その後、月岡の身の上話を聞いた。ある程度は想像していたが、彼は彼で相当な人生を送っているようだった。(内容は彼のプライバシーを守る為割愛する。)


 彼はその境遇を悲劇的にも自虐的にも語らない。ただ自分の現状を受け入れているようで、それを羨ましく思う。しかし、それはある種の諦めにも感じられた。


 月岡から今後どうする予定なのか尋ねられた。僕は資格も取っていたし、大学受験をすると決めていた。その為にずっと勉強にも励んでいる。そう伝えると彼は賞賛してくれた。


 ここ何年も人に褒められるということが無かったので、正直嬉しかった。でも、僕はそれを素直に受け止められるほど立派なものでもない。
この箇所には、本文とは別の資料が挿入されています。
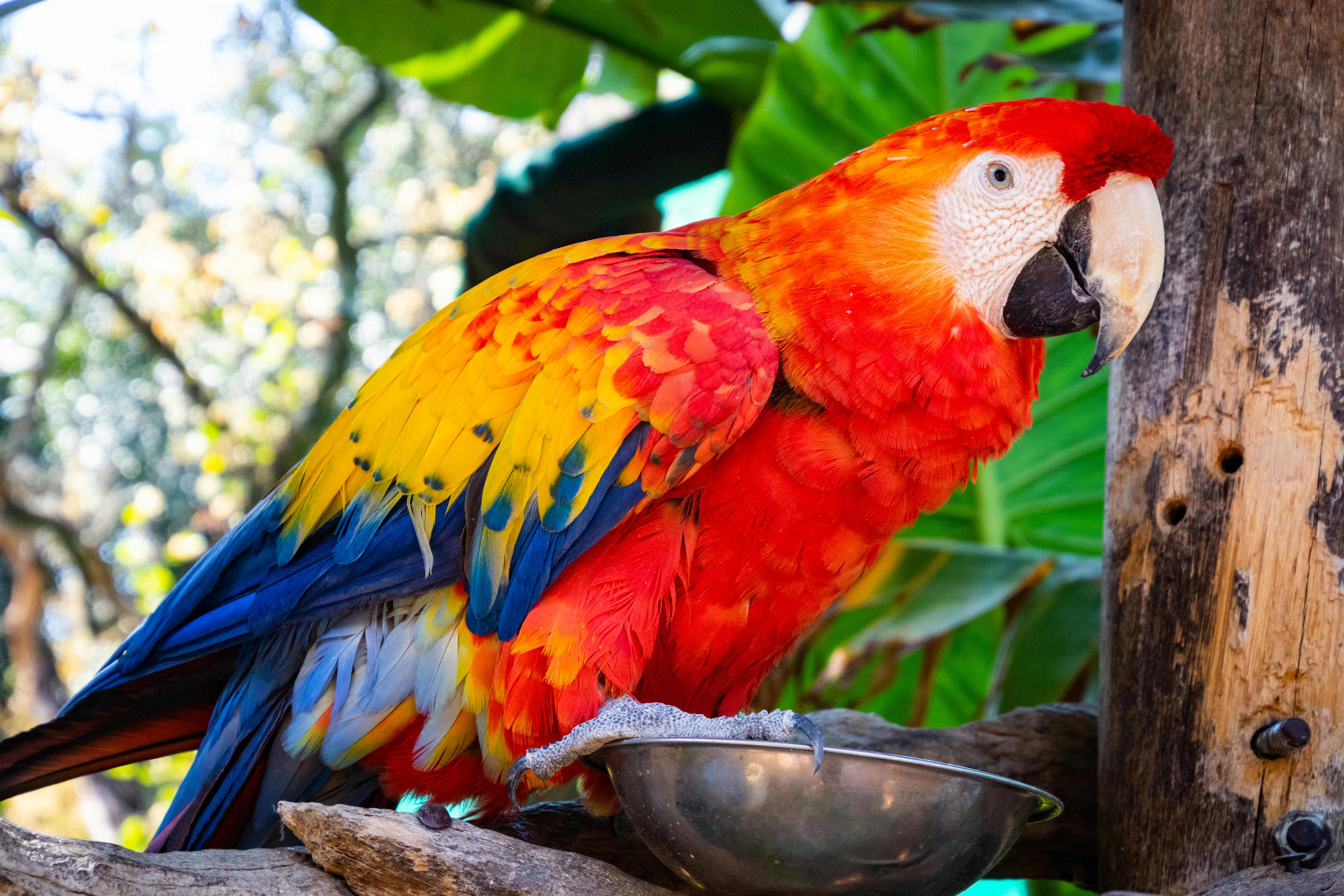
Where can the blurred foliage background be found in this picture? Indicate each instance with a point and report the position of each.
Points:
(185, 307)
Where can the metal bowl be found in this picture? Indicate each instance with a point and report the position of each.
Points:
(748, 817)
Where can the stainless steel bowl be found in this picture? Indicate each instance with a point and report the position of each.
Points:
(746, 817)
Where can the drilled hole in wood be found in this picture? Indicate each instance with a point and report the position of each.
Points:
(1174, 512)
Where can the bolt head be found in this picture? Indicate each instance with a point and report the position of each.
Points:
(435, 816)
(1306, 836)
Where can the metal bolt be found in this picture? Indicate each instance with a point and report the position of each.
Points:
(1304, 836)
(1281, 738)
(1303, 839)
(435, 816)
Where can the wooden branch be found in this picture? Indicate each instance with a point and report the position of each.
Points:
(389, 854)
(40, 866)
(385, 854)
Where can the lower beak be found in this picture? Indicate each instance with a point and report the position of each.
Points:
(1105, 266)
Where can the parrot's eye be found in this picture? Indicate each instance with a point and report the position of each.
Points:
(999, 175)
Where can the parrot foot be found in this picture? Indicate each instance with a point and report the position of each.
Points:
(627, 718)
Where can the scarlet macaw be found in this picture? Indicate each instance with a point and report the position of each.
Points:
(636, 468)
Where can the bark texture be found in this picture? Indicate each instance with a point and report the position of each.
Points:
(40, 866)
(1224, 609)
(388, 854)
(1271, 881)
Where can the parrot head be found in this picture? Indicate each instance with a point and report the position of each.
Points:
(1039, 214)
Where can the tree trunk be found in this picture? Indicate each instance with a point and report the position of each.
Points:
(1224, 609)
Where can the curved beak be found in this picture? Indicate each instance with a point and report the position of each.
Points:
(1105, 266)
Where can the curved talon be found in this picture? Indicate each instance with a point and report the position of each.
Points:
(814, 734)
(515, 776)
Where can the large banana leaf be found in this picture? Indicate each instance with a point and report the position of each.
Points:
(522, 58)
(940, 633)
(837, 91)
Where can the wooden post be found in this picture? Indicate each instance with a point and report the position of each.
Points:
(1225, 541)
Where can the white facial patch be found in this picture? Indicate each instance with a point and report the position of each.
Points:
(999, 213)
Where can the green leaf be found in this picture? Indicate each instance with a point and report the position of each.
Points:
(1030, 10)
(955, 584)
(521, 58)
(1094, 58)
(627, 76)
(834, 92)
(514, 66)
(1053, 639)
(966, 668)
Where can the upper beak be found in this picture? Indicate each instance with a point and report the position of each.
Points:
(1105, 264)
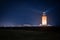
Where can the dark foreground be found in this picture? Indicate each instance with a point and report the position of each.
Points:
(30, 33)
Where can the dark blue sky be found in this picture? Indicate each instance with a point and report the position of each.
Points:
(29, 11)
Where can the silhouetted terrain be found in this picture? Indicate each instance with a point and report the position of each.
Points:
(29, 33)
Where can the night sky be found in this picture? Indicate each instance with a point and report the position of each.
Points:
(15, 12)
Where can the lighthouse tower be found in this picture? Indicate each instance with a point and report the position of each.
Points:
(44, 19)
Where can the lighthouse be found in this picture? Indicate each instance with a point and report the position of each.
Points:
(44, 18)
(44, 21)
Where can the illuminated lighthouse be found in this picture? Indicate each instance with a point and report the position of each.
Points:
(44, 20)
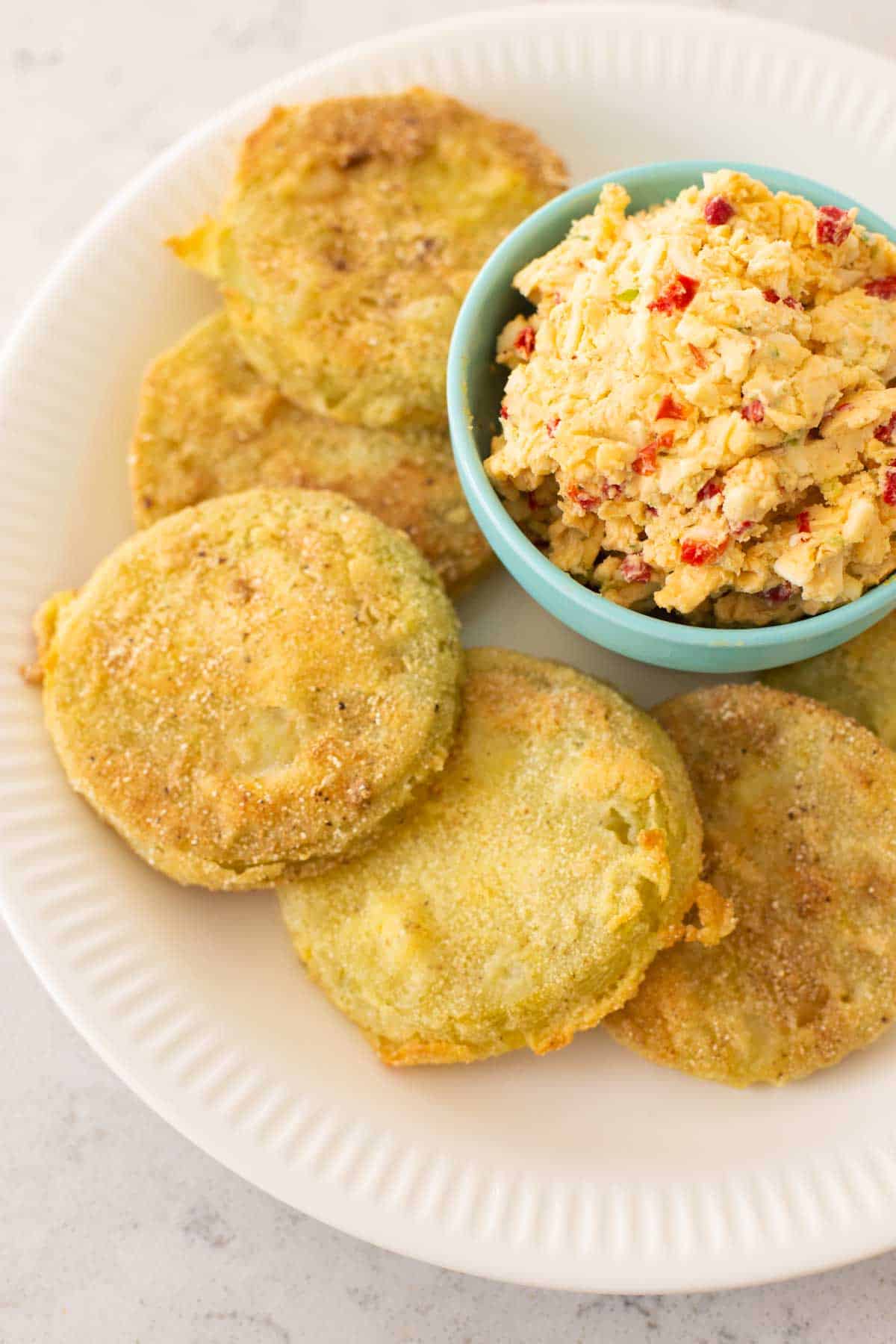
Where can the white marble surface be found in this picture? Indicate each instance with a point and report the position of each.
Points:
(114, 1229)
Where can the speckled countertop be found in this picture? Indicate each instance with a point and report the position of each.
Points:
(114, 1229)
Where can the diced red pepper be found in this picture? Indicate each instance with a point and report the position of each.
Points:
(676, 295)
(526, 340)
(718, 210)
(578, 497)
(886, 433)
(669, 409)
(884, 288)
(635, 570)
(702, 553)
(645, 463)
(833, 225)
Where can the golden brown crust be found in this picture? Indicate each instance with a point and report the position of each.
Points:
(351, 234)
(526, 893)
(800, 816)
(208, 425)
(250, 688)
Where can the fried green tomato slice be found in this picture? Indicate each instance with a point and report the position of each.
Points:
(526, 894)
(250, 688)
(800, 816)
(208, 425)
(349, 235)
(857, 678)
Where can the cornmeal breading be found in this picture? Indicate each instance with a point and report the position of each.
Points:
(208, 425)
(352, 231)
(250, 688)
(800, 815)
(526, 894)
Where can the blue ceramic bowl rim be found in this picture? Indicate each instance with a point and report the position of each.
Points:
(485, 500)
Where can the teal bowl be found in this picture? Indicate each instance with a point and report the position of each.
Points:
(474, 388)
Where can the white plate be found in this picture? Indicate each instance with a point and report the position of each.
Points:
(586, 1169)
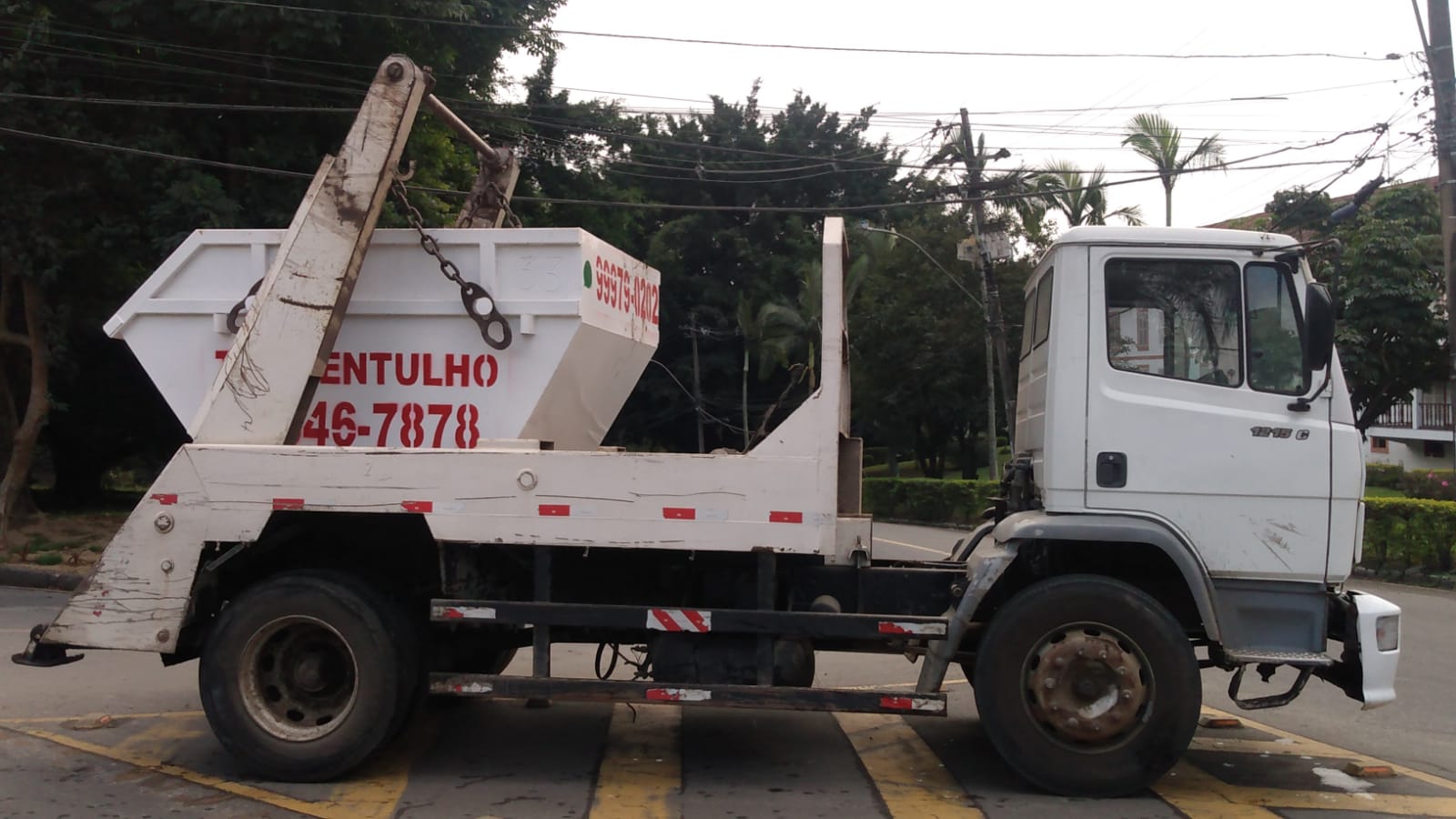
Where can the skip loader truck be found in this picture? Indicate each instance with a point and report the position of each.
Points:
(388, 496)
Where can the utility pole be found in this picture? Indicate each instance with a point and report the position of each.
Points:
(1443, 87)
(992, 290)
(698, 385)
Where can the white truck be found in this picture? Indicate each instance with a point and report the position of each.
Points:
(1187, 494)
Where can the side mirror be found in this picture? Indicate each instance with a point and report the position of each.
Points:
(1320, 327)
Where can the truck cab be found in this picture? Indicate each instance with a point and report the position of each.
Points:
(1171, 392)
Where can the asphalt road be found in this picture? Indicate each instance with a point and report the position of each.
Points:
(157, 756)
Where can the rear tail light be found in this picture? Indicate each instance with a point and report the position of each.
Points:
(1388, 632)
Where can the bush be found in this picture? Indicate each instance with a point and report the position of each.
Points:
(1434, 484)
(928, 500)
(1404, 533)
(1385, 475)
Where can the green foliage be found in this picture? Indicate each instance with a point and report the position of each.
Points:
(1299, 210)
(1431, 484)
(91, 223)
(1383, 491)
(1383, 474)
(1081, 197)
(1159, 142)
(1404, 533)
(1390, 331)
(928, 500)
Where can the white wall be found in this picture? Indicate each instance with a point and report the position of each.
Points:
(1410, 455)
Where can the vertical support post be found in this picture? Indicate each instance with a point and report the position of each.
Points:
(994, 314)
(541, 634)
(768, 584)
(1443, 86)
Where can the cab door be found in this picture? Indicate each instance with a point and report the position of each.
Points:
(1193, 379)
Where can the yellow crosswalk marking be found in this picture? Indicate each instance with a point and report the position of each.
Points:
(1315, 748)
(1203, 796)
(641, 774)
(371, 793)
(907, 774)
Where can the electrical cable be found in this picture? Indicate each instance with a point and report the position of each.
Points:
(800, 47)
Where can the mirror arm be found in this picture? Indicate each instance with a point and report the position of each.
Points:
(1305, 401)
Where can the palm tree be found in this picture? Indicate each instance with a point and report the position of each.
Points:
(1081, 198)
(1157, 140)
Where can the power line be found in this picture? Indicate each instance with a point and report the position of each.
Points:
(1232, 165)
(801, 47)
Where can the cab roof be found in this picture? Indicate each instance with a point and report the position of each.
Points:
(1190, 237)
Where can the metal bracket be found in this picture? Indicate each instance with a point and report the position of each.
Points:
(43, 654)
(1274, 702)
(983, 569)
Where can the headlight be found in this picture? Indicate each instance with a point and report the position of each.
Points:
(1388, 632)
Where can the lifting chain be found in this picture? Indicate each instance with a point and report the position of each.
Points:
(470, 293)
(494, 329)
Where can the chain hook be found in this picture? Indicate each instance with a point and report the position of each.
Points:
(495, 331)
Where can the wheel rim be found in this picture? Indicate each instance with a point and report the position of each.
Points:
(1088, 687)
(298, 678)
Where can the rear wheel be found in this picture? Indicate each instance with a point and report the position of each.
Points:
(1088, 687)
(303, 675)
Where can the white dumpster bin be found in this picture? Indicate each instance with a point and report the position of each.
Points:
(410, 368)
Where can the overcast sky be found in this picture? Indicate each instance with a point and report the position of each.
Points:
(1045, 106)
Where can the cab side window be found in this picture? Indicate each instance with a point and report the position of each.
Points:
(1036, 325)
(1274, 329)
(1176, 318)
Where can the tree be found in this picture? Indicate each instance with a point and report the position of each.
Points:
(1299, 210)
(1157, 140)
(735, 278)
(240, 85)
(1081, 198)
(1390, 290)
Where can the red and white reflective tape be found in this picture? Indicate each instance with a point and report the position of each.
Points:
(679, 694)
(899, 627)
(912, 704)
(681, 620)
(462, 612)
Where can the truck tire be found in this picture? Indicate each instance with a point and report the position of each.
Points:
(303, 678)
(1087, 687)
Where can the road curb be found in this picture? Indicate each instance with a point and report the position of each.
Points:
(26, 577)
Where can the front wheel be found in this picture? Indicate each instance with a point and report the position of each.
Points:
(1087, 687)
(303, 675)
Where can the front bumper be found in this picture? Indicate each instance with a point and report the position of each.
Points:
(1370, 632)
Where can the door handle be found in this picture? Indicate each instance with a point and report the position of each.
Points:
(1111, 470)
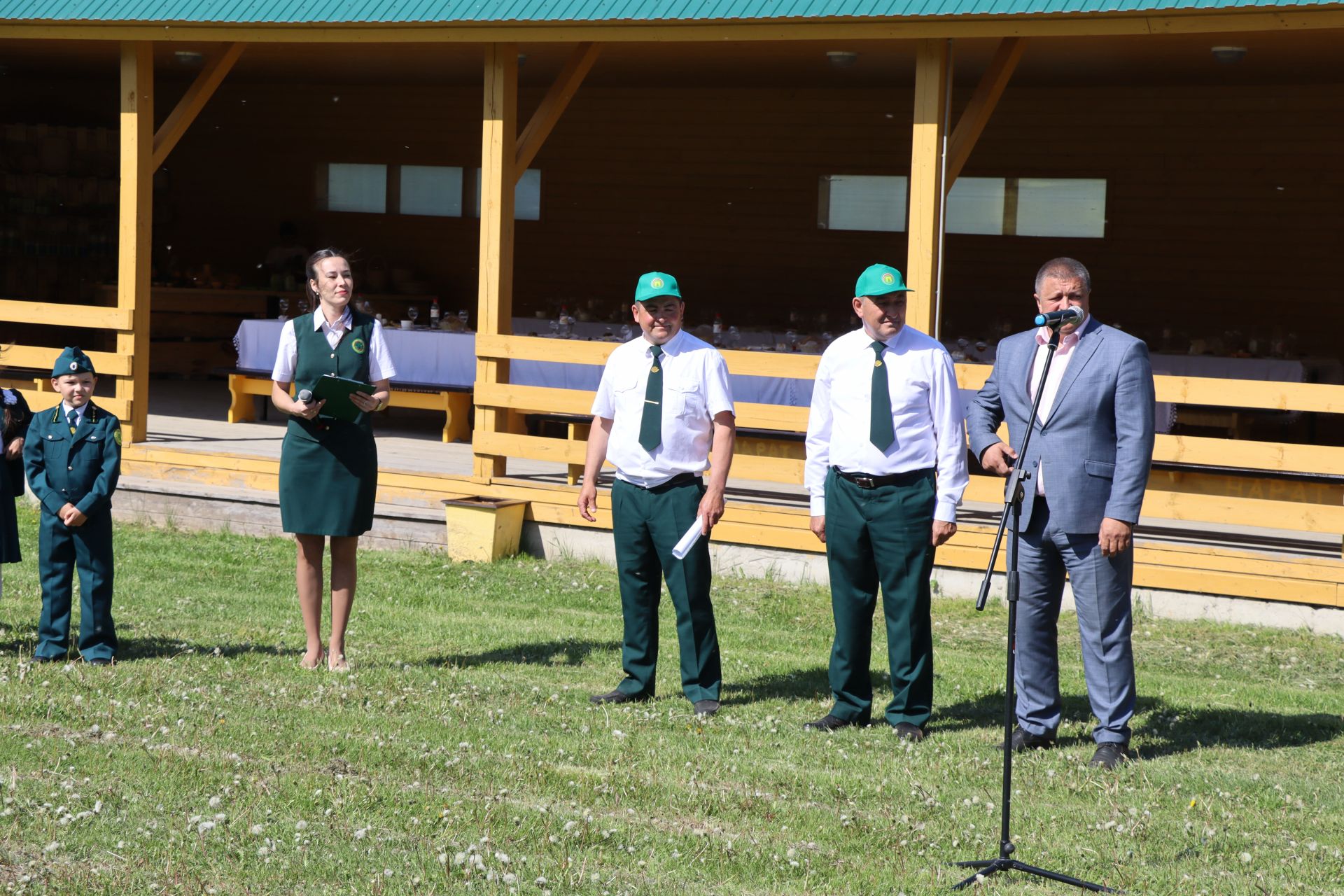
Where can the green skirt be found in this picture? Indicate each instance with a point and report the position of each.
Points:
(328, 479)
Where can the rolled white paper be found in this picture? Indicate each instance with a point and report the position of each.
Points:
(689, 540)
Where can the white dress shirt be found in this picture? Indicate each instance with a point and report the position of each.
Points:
(286, 356)
(1057, 372)
(66, 409)
(925, 409)
(695, 387)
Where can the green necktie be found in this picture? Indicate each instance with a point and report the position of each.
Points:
(651, 428)
(882, 433)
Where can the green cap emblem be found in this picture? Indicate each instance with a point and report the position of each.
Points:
(656, 285)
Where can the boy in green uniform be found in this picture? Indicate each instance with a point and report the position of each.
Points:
(73, 458)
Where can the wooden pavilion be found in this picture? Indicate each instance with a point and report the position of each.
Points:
(1221, 171)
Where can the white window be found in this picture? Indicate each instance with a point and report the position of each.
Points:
(527, 195)
(863, 202)
(356, 188)
(432, 190)
(1058, 207)
(976, 206)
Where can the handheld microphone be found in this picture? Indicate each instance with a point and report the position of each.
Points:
(1070, 315)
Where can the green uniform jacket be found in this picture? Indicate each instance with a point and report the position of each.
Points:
(77, 468)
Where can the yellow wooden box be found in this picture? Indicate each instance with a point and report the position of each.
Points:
(483, 530)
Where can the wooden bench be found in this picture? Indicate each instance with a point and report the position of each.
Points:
(454, 402)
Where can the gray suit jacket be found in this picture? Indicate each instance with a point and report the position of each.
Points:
(1098, 437)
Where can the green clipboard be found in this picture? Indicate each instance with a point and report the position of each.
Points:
(336, 391)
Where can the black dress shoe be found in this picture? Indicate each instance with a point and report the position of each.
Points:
(1109, 755)
(616, 697)
(1023, 739)
(831, 723)
(909, 731)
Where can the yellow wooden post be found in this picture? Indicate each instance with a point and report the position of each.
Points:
(930, 124)
(134, 230)
(976, 115)
(499, 139)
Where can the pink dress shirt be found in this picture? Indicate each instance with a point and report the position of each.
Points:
(1057, 374)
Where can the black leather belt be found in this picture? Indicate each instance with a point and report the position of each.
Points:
(680, 479)
(866, 481)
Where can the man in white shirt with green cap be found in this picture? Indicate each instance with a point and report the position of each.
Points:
(663, 400)
(886, 469)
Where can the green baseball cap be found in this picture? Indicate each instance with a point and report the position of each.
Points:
(879, 280)
(656, 284)
(71, 362)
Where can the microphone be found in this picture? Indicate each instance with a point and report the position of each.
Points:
(1070, 315)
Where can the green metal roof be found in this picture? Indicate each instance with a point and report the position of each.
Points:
(575, 11)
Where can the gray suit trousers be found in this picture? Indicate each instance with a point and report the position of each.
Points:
(1101, 593)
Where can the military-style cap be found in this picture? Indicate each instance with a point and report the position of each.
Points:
(879, 280)
(656, 284)
(73, 360)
 事情を話した。辰巳ひなた。彼女に僕は酷いことを言ってしまった。今の自分の状況がまるで彼女のせいであるかのような言葉を。もちろん本心では無かった。しかし、そんな言葉が自分から出たことが許せない。


 そんな僕に対して彼女は変わらず接してくれている。彼女に直接会って謝りたい。そして、許されるなら一緒に歩んで行きたい。その一心だけで今は前に進んでいる。


 彼女との繋がりが無ければ、僕はこの怠惰な生活から抜け出そうとも思わなかっただろう。ただ自分の運命を呪いながら、不幸という名の免罪符を持って現状を正当化していたはずだ。


 彼女の名前を出すと、月岡は妙に納得した顔をして見せた。子供の頃、彼女と月岡は同じクラスになったことは無かったし、それほど親しくは無かったと思う。しかし、僕と彼女が一緒にいるところを見られて、後で二人の関係を冷やかされたものだった。


 僕の話を聞いた月岡は気持ちの良いほどケラケラと笑った。そしてひとしきり笑った後、僕への協力を申し出てくれた。


 聞けば彼も今後について目標を失っていたということだった。日々を食い繋ぐだけの仕事はあるが、何かやらなければならないと焦りを抱いていたらしい。だから僕と一緒の大学を受験するというのだ。



 それと、もう一つ指摘された。外に出る練習はしなくて良いのかと。



 痛い所を突かれたなと思った。受験勉強を初めてから何度も外に出ようとしてきたが全くと言っていいほど、上手くいかなかった。どうしても他人がいると動悸が止まらなくなってしまう。確かに知り合いが一緒にいてくれれば克服できるかもしれない。


 ただ、僕はそんな月岡に少し意地悪をしたくなった。彼が高卒認定を取ることができたら、一緒に大学を目指そうという条件を出した。


 彼の気持ちはありがたいが、それによって勉強の邪魔になるようなら不要だ。思い付きで言っているのであれば、事前に条件を出せば諦めるだろうとも考えた。それに、本心から受験をしたいのであれば、いずれにせよ月岡には必要になるものだ。


 月岡は二つ返事でその条件を承諾し、元気よく部屋を出ていった。


 騒々しい客が帰った後、父さんがドアの前に立ち、様子を訪ねてきた。引きこもりの息子に来客があったのだから、親としては当然気になるのだろう。僕は無難な返答に留めた。


 それをきっかけに考える。僕は彼を心から信頼できるのだろうか。今の僕は外に出ると動悸が止まらなくなる。他人と接するなんてとてもじゃないが正気を保てる自信が無かった。でも、不思議と彼とは昔のように話すことができたな。